La terreur le submergea tandis qu'il demeurait étendu par terre, avec ce tambour funèbre qui battait en lui. Mourir était-il douloureux ? Toutes les fois où il avait cru que c'était la fin mais avait réussi à s'échapper, il n'avait jamais vraiment pensé à la chose elle-même. Sa volonté de vivre avait toujours été beaucoup plus forte que sa peur de la mort. Pourtant, en cet instant, il ne lui venait pas à l'idée d'essayer de s'échapper, de distancer Voldemort. C'était fini, il le savait, et il ne restait plus que le fait en soi : mourir.

Mais il savait autre chose. Quelqu'un l'attendait aussi. Caius avait sûrement compris aussi ce qu'il était. Bien sûr. Caius était intelligent. Dumbledore l'avait compris et en avait parlé à Rogue.

— Un étudiant qu'on ne remarque pas... Qu'on oublie même... et pourtant... C'est lui, Severus qui risque de mettre un point final à tout ça.

— Et les runes dans son dos ?

— Si Caius est le garçon que je pense, cela ne l'arrêtera pas, avait dit Dumbledore avec une certitude, les yeux brillants de fascination.

Harry était soulagé, bien qu'il devait y aller. Mourir. Un autre terminerait alors le travail. Et puis, Hermione et Castor savaient aussi quoi faire.

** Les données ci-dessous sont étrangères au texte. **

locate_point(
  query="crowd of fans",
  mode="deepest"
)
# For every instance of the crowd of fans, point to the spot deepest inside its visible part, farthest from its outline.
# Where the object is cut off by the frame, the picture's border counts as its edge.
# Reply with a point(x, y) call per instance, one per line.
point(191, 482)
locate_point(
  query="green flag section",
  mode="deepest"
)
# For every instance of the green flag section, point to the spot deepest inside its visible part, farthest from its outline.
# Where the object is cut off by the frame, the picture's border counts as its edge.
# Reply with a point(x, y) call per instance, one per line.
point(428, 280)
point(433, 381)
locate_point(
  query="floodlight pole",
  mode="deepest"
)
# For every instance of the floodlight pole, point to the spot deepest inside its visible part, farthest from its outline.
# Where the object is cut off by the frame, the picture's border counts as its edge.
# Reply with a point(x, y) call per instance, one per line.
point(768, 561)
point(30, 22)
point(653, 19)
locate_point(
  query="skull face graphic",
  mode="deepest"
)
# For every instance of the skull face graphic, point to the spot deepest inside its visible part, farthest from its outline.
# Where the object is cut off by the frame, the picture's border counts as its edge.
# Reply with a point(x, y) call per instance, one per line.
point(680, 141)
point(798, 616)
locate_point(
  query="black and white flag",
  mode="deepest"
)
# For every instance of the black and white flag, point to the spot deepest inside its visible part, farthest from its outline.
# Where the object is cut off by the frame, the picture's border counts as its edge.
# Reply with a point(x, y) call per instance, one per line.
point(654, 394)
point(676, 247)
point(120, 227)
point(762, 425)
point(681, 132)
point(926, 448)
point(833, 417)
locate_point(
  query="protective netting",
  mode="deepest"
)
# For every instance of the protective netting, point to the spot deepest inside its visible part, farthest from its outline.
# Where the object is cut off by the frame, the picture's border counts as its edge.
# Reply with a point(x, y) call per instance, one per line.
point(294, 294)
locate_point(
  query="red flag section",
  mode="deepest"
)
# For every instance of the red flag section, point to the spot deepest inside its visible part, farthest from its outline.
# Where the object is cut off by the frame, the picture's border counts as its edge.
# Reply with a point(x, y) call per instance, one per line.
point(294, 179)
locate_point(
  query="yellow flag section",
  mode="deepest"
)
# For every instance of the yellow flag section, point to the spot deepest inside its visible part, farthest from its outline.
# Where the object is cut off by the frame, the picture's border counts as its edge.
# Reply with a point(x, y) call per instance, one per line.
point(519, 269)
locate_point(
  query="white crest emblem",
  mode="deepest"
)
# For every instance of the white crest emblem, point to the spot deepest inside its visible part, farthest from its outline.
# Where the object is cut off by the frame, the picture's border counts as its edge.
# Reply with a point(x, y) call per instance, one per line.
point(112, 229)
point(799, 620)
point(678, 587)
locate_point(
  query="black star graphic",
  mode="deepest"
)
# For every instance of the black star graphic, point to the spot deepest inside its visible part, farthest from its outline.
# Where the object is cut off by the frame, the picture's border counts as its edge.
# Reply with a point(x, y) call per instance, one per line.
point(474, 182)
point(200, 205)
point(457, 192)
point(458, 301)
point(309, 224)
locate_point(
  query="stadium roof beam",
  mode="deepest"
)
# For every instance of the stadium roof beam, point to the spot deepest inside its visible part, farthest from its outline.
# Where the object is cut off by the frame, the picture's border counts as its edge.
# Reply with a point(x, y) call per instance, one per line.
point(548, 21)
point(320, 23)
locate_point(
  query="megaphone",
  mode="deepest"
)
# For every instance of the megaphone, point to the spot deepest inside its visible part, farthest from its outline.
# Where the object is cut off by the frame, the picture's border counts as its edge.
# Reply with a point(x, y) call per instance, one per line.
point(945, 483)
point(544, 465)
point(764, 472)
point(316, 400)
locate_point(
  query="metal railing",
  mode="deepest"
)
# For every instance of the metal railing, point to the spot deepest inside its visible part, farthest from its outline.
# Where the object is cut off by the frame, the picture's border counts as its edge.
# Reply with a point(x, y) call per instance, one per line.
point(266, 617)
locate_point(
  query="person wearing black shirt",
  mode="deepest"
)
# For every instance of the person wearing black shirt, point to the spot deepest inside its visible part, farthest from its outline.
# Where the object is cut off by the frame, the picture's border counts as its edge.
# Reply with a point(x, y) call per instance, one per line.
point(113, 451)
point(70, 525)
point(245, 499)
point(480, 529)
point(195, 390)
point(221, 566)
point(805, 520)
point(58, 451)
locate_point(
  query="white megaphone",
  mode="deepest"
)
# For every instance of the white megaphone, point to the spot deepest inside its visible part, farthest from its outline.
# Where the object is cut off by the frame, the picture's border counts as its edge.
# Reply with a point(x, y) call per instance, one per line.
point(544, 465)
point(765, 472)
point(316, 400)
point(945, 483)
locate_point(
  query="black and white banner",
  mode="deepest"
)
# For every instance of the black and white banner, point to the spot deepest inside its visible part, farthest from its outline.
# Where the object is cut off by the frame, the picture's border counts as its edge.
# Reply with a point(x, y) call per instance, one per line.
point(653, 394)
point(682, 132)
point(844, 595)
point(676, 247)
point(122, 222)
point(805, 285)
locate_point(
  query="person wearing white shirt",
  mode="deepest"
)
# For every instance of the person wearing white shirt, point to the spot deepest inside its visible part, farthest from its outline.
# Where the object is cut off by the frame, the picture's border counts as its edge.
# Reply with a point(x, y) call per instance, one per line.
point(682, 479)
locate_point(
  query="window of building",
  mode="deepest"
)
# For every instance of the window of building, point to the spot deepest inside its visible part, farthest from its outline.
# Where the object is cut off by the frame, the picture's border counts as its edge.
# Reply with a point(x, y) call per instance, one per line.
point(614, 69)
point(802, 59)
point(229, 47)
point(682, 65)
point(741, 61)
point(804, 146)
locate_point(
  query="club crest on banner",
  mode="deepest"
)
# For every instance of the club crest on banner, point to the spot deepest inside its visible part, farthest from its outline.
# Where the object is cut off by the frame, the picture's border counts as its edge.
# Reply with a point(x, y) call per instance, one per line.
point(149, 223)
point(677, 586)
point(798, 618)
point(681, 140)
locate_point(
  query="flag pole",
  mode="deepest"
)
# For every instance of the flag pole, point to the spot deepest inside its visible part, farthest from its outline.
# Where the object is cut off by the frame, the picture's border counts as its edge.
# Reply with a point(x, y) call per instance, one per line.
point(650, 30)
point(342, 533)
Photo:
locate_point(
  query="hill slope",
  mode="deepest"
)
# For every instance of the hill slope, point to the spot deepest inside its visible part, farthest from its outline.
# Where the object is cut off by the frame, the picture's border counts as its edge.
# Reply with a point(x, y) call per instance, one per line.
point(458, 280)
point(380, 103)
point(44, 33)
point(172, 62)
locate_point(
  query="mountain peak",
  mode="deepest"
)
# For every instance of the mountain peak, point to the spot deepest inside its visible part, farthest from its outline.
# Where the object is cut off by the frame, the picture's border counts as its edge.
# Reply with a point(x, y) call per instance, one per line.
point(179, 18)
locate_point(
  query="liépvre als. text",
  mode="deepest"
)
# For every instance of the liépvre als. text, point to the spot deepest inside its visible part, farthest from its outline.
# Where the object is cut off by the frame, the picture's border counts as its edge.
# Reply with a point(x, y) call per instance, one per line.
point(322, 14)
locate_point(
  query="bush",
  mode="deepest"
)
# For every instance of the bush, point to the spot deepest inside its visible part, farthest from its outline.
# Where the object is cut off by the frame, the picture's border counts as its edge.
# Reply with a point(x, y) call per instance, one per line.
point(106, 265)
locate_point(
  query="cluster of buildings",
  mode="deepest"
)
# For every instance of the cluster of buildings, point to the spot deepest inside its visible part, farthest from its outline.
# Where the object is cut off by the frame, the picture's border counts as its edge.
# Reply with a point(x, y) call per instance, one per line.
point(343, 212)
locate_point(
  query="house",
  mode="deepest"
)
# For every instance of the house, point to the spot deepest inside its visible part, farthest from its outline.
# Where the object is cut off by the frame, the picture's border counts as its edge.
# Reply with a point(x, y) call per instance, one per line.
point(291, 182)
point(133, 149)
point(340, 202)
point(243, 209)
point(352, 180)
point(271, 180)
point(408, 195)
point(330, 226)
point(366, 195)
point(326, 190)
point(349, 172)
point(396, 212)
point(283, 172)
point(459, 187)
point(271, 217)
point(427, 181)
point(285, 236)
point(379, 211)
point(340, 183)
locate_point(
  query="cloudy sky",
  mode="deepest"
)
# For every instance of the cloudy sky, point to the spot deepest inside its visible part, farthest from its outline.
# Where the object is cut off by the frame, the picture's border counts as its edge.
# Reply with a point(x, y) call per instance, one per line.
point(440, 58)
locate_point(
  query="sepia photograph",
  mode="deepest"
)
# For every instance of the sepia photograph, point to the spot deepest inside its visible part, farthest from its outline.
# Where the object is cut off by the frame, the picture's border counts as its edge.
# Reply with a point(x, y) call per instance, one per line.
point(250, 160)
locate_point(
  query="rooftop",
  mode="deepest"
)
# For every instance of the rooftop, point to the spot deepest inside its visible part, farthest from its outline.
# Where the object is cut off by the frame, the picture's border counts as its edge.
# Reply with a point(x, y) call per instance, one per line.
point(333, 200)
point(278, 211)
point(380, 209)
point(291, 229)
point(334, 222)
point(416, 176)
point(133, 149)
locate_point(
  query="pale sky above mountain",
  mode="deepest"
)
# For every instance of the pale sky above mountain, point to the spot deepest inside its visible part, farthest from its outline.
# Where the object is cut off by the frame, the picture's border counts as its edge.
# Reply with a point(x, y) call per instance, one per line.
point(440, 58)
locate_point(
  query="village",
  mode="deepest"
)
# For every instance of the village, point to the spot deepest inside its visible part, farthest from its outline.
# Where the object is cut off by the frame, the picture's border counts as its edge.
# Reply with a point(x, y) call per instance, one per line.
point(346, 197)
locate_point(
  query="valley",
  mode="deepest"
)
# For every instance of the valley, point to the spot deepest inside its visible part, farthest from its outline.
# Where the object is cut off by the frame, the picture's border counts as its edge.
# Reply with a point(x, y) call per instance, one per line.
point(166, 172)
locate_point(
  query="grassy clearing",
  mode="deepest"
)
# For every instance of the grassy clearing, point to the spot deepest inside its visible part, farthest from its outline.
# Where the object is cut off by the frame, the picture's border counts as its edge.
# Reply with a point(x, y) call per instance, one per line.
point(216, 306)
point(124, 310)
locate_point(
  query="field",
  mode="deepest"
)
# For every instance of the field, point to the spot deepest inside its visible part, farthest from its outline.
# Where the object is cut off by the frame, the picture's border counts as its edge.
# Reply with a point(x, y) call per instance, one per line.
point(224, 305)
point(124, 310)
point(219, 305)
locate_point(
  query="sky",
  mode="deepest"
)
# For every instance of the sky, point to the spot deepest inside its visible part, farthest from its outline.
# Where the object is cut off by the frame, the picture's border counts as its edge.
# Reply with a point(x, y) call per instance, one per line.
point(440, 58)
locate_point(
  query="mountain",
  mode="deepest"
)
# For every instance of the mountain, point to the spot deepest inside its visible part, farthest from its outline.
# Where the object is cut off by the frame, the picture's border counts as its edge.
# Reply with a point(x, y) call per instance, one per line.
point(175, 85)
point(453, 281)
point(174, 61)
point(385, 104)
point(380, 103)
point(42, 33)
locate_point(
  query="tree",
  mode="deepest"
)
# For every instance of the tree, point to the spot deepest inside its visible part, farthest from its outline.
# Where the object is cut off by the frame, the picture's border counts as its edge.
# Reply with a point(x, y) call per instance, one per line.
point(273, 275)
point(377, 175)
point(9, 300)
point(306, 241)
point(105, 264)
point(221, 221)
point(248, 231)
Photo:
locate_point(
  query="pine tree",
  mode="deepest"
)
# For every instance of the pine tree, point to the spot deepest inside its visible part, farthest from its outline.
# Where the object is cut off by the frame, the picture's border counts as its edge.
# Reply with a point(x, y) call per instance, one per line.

Rogue tourna lentement la tête pour regarder Harry. Ses yeux étaient marqués par des cernes profonds, et ses lèvres étaient pincées en une fine ligne.

Harry se leva.

Ils se regardèrent pendant un long moment, puis Harry acquiesça lentement. Le souvenir de sa mère, Lily, planait sur eux comme une ombre bienveillante, reliant les deux hommes à travers le temps et la douleur. Pour elle, Rogue avait tout fait pour le protéger, à sa manière, invisible, dans l'ombre. Pour elle, il avait abrégé la souffrance d'un vieux mage. Pour elle, il pleurait la mort de son fils. Harry regardait les larmes sur les joues de Rogue.